Alguns pensamentos enquanto o Islamofascismo ameaça Bruxelas

Ele é um refugiado. Não tem nada a ver com o que aconteceu e é também uma vítima dos terroristas.  Mas é solidário.
Eu adoro Bruxelas. Na verdade eu sou apaixonado pela cidade e já a visitei diversas vezes. Já me embebedei diversas vezes por lá, me encantei, conheci pessoas, participei de congressos, comi chocolate até não poder mais....

O sentimento é de raiva, tristeza e impotência. Exatamente aquilo que os terroristas esperam e, infelizmente, eles conseguiram. A tragédia já era anunciada há tempos. Era questão de quando.

Eu estava dormindo e acordei com um incômodo. Tentando voltar a dormir pensei "deixa eu ver o Twitter, tem algo errado". E tinha. Cenas chocantes, pessoas correndo, bombas explodindo e a notícia de mais e mais mortos no coração da Europa.

Além disso também surgiram os liberais de esquerda pra colocar panos quentes.

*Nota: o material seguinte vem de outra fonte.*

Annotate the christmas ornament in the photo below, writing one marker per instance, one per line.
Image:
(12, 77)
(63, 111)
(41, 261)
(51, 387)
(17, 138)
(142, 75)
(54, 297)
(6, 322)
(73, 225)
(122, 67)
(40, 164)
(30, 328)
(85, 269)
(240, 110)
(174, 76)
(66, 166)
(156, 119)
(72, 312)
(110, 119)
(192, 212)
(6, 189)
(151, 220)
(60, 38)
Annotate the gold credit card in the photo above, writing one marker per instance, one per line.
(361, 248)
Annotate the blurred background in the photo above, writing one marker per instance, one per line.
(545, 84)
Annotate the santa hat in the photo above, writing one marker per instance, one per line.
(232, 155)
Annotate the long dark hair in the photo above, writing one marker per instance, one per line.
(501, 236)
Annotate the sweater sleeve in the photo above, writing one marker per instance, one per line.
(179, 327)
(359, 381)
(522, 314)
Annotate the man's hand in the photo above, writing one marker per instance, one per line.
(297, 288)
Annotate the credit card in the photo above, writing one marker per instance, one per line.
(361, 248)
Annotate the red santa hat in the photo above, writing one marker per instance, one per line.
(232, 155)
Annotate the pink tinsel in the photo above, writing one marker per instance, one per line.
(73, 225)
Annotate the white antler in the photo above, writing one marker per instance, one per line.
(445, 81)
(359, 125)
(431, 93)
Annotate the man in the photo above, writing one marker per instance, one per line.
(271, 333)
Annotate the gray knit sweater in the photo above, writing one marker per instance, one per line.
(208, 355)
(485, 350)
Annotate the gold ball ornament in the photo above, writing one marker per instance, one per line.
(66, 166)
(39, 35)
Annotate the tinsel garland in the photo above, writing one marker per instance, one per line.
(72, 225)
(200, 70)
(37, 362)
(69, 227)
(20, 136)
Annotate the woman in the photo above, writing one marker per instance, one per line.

E estes (os liberais de esquerda e os panos quentes) são os que ajudam a tornar impossível o combate ao fanatismo religioso e ao terrorismo islâmico.

Li, pasmado, um tuiteiro catalão tentar comparar os terroristas islâmicos aos judeus sob Hitler. Oras, os islâmicos são vítimas como os judeus foram, me disse um:
"TODO el terrorismo bolchevique-comunista se calificaba de judío por los nazis. Estudie la historia..."
Interessante. A diferença, digamos, básica é que os judeus eram ACUSADOS por Hitler, acusados falsamente, usados como bodes expiatórios, ao passo que os islamofascistas são, enfim, islâmicos.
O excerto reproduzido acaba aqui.